Jill Sigelbaum, EVP, Global Business Development & Alliances at Traiana
Jill Sigelbaum, EVP,
Global Business Development & Alliances at Traiana

On the retail side of the market, Traiana is best known for its NetLink product. Part of the Harmony network, NetLink provides trade compression between retail brokers and executing brokers. Rather than booking individual small transactions, NetLink holds trades for user-defined increments (usually two hours) and aggregates them. The result is that for every aggregation event, one sell and buy trade is produced for each currency pair.

Example of 5 PB customer trades:

Buy 1M EURUSD @1.3050
Buy 3M EURUSD @1.3070
Sell 2M EURUSD @1.3040
Sell 1M EURUSD @1.3050
Sell 2M EURUSD @1.3055

After aggregating the trades, the following would occur:

Buy 4M EURUSD @1.3065
Sell 5M EURUSD @1.3048

Although the PB can view each individual trade for its clients, the actual give-up takes place after the compression occurs. By aggregating the trades between the retail broker and the EB, only the two transactions above would be booked to each party’s back office system.

The advantage that compression provides is lower costs for all parties involved in the retail trade. Sigelbaum explained that “retail brokers have two options for sourcing liquidity; either to post margin at multiple banks, or consolidate margin with a prime broker. In return for the prime brokerage services, the retail broker is charged a fee to cover the PB’s transaction costs. The costs factor CLS fees, back office expenses, and Harmony charges. For small orders, a PB will actually lose money on the trade after factoring the minimum expenses.”

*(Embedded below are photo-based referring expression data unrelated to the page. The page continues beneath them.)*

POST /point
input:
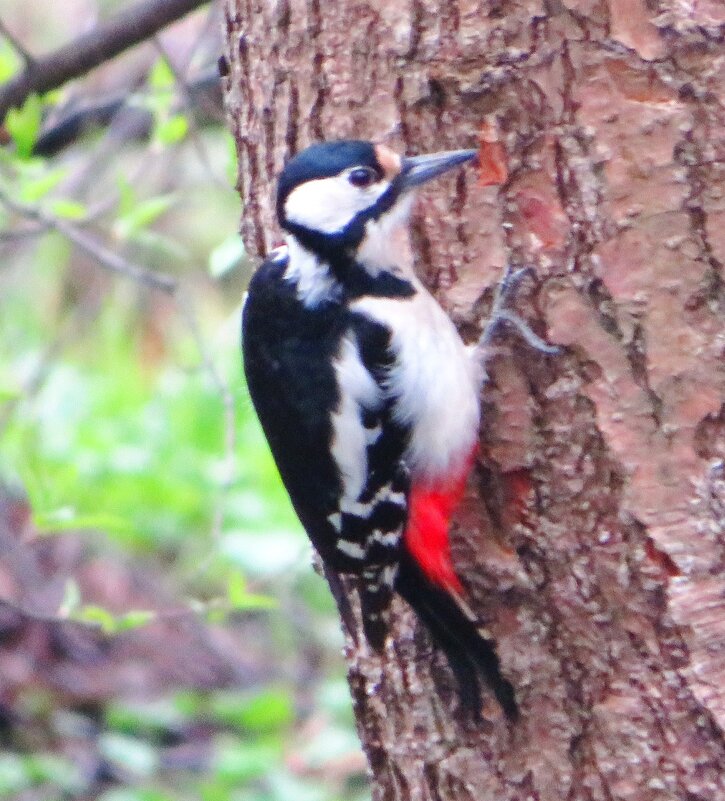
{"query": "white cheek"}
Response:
(329, 204)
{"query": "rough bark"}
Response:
(592, 541)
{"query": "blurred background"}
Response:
(162, 633)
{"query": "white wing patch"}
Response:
(358, 391)
(432, 381)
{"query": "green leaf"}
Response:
(161, 75)
(241, 761)
(35, 186)
(265, 711)
(172, 129)
(68, 209)
(240, 599)
(226, 256)
(141, 215)
(96, 616)
(23, 125)
(135, 619)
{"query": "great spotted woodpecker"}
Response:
(366, 393)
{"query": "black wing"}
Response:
(290, 353)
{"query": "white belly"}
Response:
(433, 381)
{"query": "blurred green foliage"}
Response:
(115, 403)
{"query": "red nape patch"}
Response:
(429, 519)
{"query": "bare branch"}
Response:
(17, 45)
(107, 258)
(106, 40)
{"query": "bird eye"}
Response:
(362, 177)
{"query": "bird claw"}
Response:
(501, 313)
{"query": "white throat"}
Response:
(312, 277)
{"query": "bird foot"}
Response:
(501, 313)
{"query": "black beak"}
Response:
(417, 170)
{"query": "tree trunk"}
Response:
(592, 540)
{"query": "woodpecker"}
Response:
(367, 395)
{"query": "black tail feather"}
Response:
(470, 656)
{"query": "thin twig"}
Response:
(18, 46)
(97, 250)
(106, 40)
(186, 310)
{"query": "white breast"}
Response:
(433, 381)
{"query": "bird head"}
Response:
(349, 198)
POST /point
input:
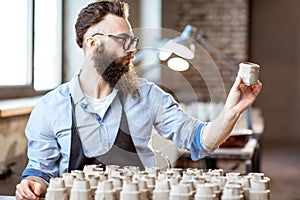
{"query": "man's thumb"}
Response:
(38, 189)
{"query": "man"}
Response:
(105, 115)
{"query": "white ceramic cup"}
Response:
(249, 73)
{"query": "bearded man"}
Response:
(105, 114)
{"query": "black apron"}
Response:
(122, 153)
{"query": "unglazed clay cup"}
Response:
(249, 73)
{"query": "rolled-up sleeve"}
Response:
(43, 150)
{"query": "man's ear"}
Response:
(91, 42)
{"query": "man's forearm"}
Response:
(217, 131)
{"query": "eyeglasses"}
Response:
(127, 40)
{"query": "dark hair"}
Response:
(95, 12)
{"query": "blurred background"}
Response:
(39, 52)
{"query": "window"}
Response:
(31, 50)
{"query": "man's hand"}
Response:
(238, 100)
(30, 189)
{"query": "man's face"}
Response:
(110, 66)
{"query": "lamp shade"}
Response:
(178, 64)
(182, 46)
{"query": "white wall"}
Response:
(73, 55)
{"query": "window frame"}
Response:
(20, 91)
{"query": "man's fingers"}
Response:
(237, 83)
(24, 190)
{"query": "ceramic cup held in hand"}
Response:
(249, 73)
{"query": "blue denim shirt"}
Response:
(49, 127)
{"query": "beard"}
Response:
(117, 71)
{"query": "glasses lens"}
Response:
(129, 42)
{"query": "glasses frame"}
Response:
(124, 38)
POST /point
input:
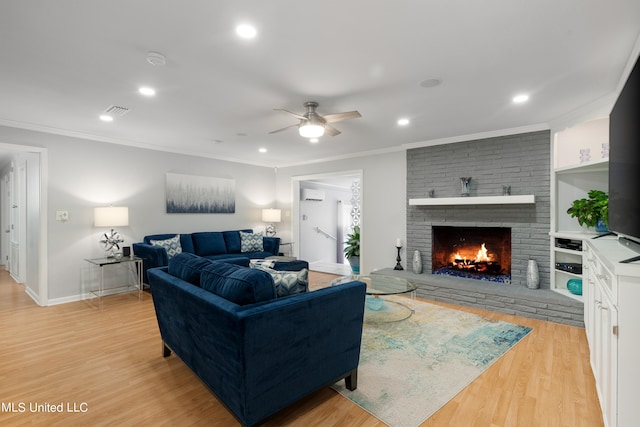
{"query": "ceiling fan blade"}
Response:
(338, 117)
(298, 116)
(331, 131)
(284, 128)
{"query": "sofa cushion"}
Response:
(187, 267)
(251, 242)
(232, 240)
(237, 284)
(171, 245)
(209, 243)
(288, 282)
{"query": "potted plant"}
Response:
(592, 211)
(352, 249)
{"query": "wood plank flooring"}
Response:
(107, 366)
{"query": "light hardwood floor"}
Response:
(108, 363)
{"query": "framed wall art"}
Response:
(200, 194)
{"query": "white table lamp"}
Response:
(270, 216)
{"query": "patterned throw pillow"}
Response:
(258, 263)
(251, 242)
(172, 245)
(289, 282)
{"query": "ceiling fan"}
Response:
(313, 125)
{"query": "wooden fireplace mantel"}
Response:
(480, 200)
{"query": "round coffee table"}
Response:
(378, 309)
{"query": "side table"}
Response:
(133, 263)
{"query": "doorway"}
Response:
(23, 217)
(326, 206)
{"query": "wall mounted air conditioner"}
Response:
(311, 194)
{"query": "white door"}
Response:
(17, 230)
(5, 203)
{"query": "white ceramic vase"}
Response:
(533, 275)
(417, 262)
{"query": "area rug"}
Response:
(410, 368)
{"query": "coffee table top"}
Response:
(380, 285)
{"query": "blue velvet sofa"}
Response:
(256, 352)
(156, 249)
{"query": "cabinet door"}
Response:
(606, 319)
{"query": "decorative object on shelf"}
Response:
(533, 275)
(352, 249)
(466, 184)
(398, 259)
(111, 216)
(270, 216)
(601, 226)
(585, 155)
(575, 286)
(592, 209)
(417, 262)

With NetLink, prime brokers are seeing a 98% compression for retail flow. This leads to decreased costs for all parties and the ability to execute smaller trades. Sigelbaum added that the ability for PBs to enable their clients to trade small sized trades has provided a boost to the agency model as retail brokers can back out of all their order flow. The reduced costs due to NetLink have led to decreased PB fees and an overall drop in spreads over the last two years. Benefitting are end-user retail traders who are seeing cost reductions that brokers receive passed onto them.

Another area where Harmony NetLink provides assistance to PBs is detecting non-matched trades. This is an important issue in the post-trade flow as broken trades can lead to portfolio imbalances and faulty capital reporting, detecting it quickly is an important issue in the post trade flow.

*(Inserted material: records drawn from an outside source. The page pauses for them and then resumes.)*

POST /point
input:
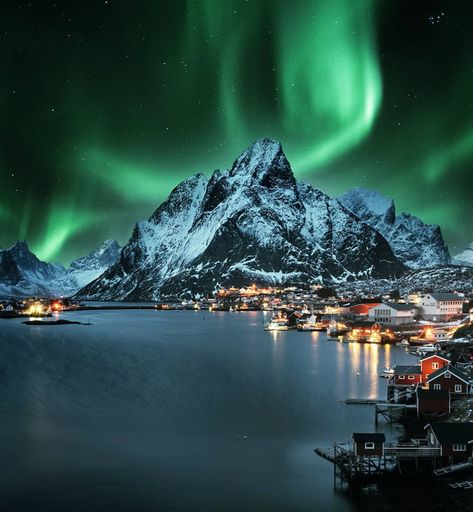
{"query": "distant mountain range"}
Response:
(23, 274)
(465, 257)
(251, 224)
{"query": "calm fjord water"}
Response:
(177, 411)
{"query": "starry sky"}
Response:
(107, 104)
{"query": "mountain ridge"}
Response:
(253, 222)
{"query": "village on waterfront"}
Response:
(431, 398)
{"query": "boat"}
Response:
(428, 347)
(403, 343)
(336, 329)
(276, 326)
(277, 323)
(311, 324)
(430, 335)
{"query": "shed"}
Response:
(454, 439)
(369, 444)
(433, 402)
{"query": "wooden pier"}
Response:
(350, 468)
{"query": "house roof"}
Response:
(451, 369)
(370, 437)
(400, 307)
(362, 323)
(433, 394)
(445, 296)
(407, 370)
(434, 355)
(453, 433)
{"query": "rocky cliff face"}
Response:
(416, 245)
(253, 223)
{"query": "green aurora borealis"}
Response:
(106, 105)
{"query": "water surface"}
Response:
(178, 411)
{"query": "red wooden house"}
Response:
(407, 375)
(455, 440)
(431, 364)
(451, 379)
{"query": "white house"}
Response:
(440, 306)
(392, 313)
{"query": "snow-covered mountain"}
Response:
(465, 257)
(84, 270)
(253, 223)
(23, 274)
(416, 245)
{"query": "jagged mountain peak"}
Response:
(416, 244)
(263, 162)
(253, 223)
(22, 273)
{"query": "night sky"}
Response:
(107, 105)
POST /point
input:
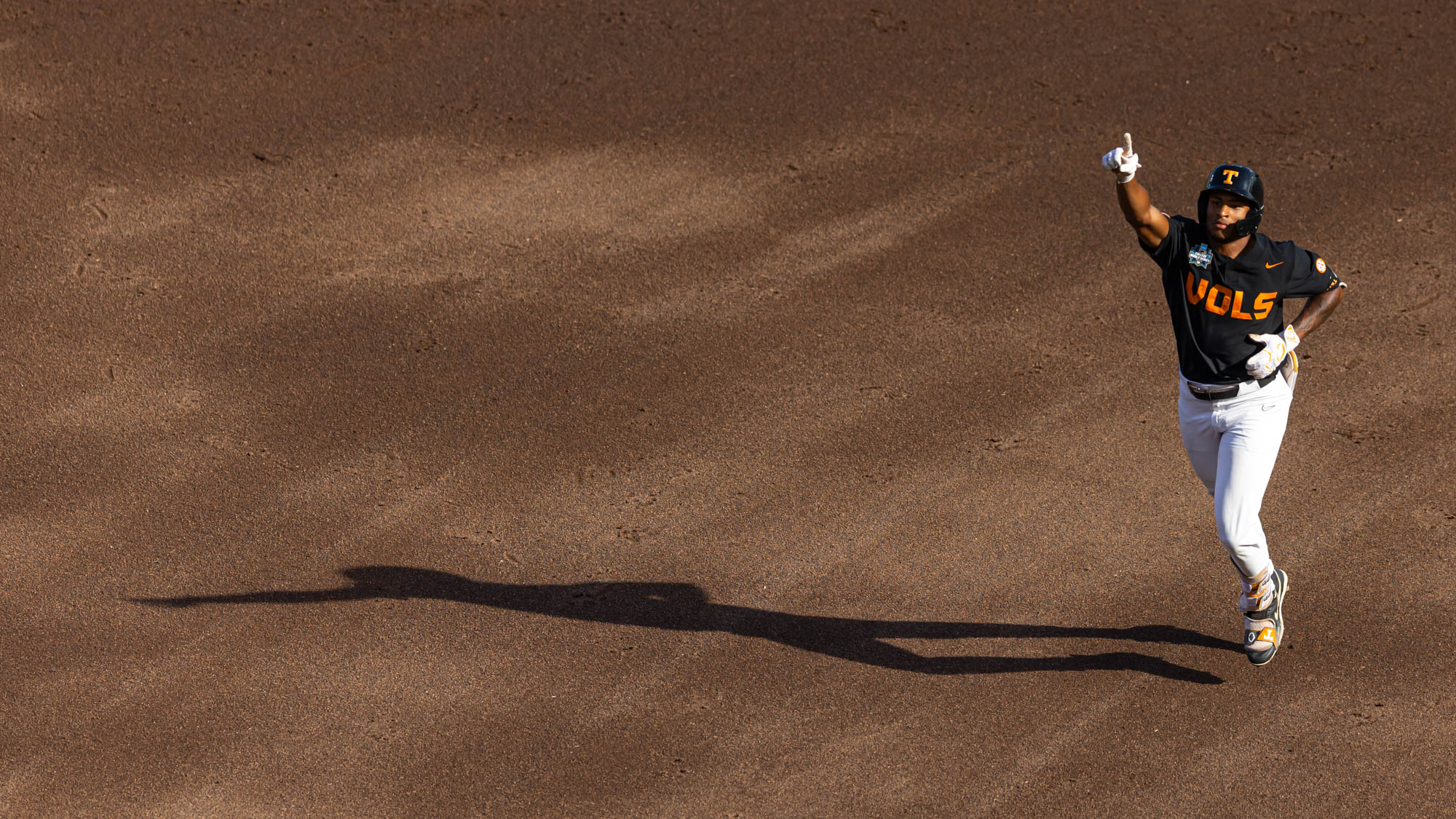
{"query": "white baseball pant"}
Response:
(1233, 446)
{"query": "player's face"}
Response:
(1224, 212)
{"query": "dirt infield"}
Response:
(452, 408)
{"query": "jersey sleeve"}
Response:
(1311, 276)
(1174, 244)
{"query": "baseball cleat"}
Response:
(1265, 630)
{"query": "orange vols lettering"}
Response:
(1263, 305)
(1238, 306)
(1215, 305)
(1203, 288)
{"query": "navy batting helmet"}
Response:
(1243, 183)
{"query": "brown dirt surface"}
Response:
(461, 408)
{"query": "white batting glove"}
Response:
(1276, 347)
(1122, 164)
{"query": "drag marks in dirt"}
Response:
(681, 606)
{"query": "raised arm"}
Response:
(1132, 197)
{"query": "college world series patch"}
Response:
(1200, 256)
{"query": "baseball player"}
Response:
(1227, 286)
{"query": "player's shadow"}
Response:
(684, 606)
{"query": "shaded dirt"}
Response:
(459, 408)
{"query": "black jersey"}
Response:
(1216, 302)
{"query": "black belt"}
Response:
(1230, 392)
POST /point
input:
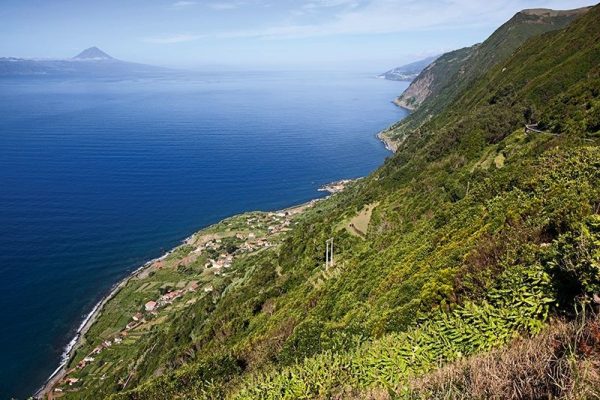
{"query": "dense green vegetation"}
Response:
(480, 233)
(455, 71)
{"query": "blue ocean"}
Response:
(99, 176)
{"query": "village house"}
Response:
(150, 306)
(71, 381)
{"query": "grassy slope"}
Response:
(461, 254)
(452, 73)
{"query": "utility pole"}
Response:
(328, 253)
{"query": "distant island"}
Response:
(91, 62)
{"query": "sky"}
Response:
(366, 35)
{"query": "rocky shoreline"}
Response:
(62, 371)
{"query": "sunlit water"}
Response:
(97, 177)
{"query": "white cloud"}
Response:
(179, 38)
(351, 17)
(222, 6)
(397, 16)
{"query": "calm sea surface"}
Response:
(97, 177)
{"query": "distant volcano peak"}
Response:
(93, 53)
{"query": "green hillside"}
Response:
(475, 244)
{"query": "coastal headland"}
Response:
(202, 266)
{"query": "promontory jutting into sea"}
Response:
(308, 199)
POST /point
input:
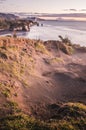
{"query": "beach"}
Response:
(75, 31)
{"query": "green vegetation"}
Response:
(65, 119)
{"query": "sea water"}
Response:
(74, 30)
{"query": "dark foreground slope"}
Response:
(42, 85)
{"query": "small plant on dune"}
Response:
(40, 47)
(65, 40)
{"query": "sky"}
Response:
(43, 6)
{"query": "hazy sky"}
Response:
(43, 6)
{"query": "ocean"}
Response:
(74, 30)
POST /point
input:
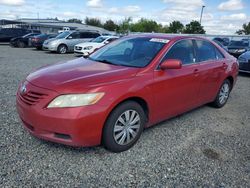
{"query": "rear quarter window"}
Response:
(206, 51)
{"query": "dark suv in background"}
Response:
(236, 48)
(22, 42)
(38, 40)
(8, 33)
(66, 41)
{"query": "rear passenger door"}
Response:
(175, 90)
(72, 40)
(88, 36)
(212, 65)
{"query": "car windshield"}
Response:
(63, 35)
(99, 39)
(131, 52)
(27, 35)
(239, 43)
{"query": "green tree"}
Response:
(144, 25)
(125, 25)
(245, 29)
(174, 27)
(93, 21)
(110, 25)
(74, 20)
(194, 27)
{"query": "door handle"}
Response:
(196, 72)
(224, 66)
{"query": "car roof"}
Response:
(167, 36)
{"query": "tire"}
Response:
(21, 44)
(120, 135)
(62, 49)
(222, 95)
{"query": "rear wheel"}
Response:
(21, 44)
(123, 127)
(62, 49)
(223, 94)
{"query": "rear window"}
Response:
(89, 35)
(205, 51)
(239, 43)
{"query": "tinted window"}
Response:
(89, 35)
(63, 35)
(239, 43)
(111, 39)
(135, 52)
(75, 35)
(219, 55)
(182, 50)
(205, 51)
(94, 35)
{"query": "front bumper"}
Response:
(244, 67)
(80, 126)
(81, 52)
(48, 47)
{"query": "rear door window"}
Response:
(182, 50)
(75, 35)
(206, 51)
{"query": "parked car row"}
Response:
(6, 34)
(124, 87)
(81, 42)
(239, 49)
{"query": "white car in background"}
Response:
(86, 48)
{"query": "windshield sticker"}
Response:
(159, 40)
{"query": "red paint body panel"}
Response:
(166, 92)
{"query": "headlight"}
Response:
(241, 50)
(75, 100)
(53, 43)
(88, 47)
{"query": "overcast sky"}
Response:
(220, 16)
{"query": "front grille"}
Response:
(78, 48)
(31, 97)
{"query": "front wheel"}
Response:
(21, 44)
(223, 94)
(123, 127)
(62, 49)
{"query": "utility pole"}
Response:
(202, 12)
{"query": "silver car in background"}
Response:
(66, 41)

While Traiana’s past and present has been focused on the post-trade FX market, they have been expanding their product base to include pre-trade and multi-asset coverage. In contrast to post-trade monitoring which calculates the impact of credit utilization after a trade has been executed, pre-trade reporting analyzes whether funds are available to initiate a trade.

Demand for this product has risen due to brokers and banks scrambling to become compliant with Dodd Frank regulation and new CFTC rules. To limit systematic risk, new pre-trade rules have been created to verify credit worthiness of counterparties before a transaction has been implemented.

Elsewhere, Traiana has begun to offer multi-asset class coverage and other services. This includes launching Harmony for CFDs to connect PBs with liquidity providers. Also, Sigelbaum added that the firm has added network connections to Central Clearing Houses and Trade Repositories, with the aim of providing post-trade flow monitoring for FX, Rates and CDS.